Dementia, a progressive brain dysfunction, leads to a gradually increasing restriction of daily activities. It leads to significantly impaired intellectual functioning that interferes with normal activities and relationships. Affected people lose their ability to solve problems and maintain emotional control, like thinking and orientation and may experience personality changes, social act and behavioral problems, such as agitation, delusions, and hallucinations; lack of comprehension, calculation, learning capacity, language and judgement. Memory loss is a common symptom of dementia. There is also impairment of thinking and of reasoning capacity, and a reduction in the flow of ideas. The processing of incoming information is impaired, in that the individual finds it increasingly difficult to attend to more than one stimulus at a time, such as taking part in a conversation with several persons, and to shift the focus of attention from one topic to another.

Many diseases can lead to dementia, most important being "Alzheimer's disease". Dementia not only affects patients, but also those surrounding them, as most patients require care in the long-term.

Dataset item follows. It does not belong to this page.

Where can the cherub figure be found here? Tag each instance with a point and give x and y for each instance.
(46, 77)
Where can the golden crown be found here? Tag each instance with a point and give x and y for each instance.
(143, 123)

SIGNS and SYMPTOMS of Dementia
Important early indications of Dementia:

  • Forgetfulness with effects at work
  • Difficulties with familiar activities (including absent mindedness)
  • Language problems (Difficulty understanding and using misappropriate fillers)
  • Problems with spatial and temporal orientation
  • Impaired capacity of judgement
  • Problems with abstract thinking
  • Leaving things behind
  • Mood swings and behavioral changes (sudden)
  • Personality changes (unexpected anger, jealous or timid)
  • Loss of initiative (loss of interest and zest)
  • Delusions - Monothematic Delusions, like mirrored self-misidentification

Etiology
Disorders causing dementia:

  • Alzheimer’s disease or Huntington’s disease
  • Vascular dementia (or multi-infarct dementia), including Binswanger's disease
  • Dementia with Lewy bodies (DLB)
  • Frontotemporal lobar degeneration (FTLD), including Pick's disease
  • Frontotemporal dementia (or frontal variant FTLD)
  • Semantic dementia (or temporal variant FTLD)
  • Progressive non-fluent aphasia

         It can also be a consequence of:

  • Creutzfeldt-Jakob disease
  • Huntington's disease
  • Parkinson's disease
  • HIV infection (leading to AIDS dementia complex)
  • Head trauma
  • Down's syndrome

         Treatable causes
Less than 5% of a sample of dementia cases have a potentially treatable cause. These include:

  • Hypothyroidism
  • Vitamin B1 (thiamine) deficiency
  • Vitamin B12, Vitamin A deficiency
  • Depressive pseudodementia
  • Normal pressure hydrocephalus
  • Tumour

Treatment
As with numerous other diseases there is no cure for the illness but medication can improve disease symptoms. There are a number of drugs available today for improving brain function. Typically antidementia or psychotropic drugs are prescribed. Although these drugs do not halt the disease or reverse existing brain damage, they improve symptoms and slow the progression of the disease. This may improve an individual’s quality of life, ease the burden on caregivers, or delay admission to a nursing home. Many people with dementia, those in the early stages, may benefit from practicing tasks designed to improve performance in specific aspects of cognitive functioning. For example:
 

  • People can sometimes be taught to use memory aids, such as mnemonics, computerized recall devices, or note taking.
  • Snoezelen rooms that provide patients with a soothing and stimulating environment of light, color, music and scent have been used.
  • Need round-the-clock care and supervision to prevent them from harming themselves or others. They also may need assistance with daily activities such as eating, bathing, and dressing.
  • Actual care and the organization of the environment
  • Physical, emotional and mental activation, with the help of physiotherapists or ergotherapists.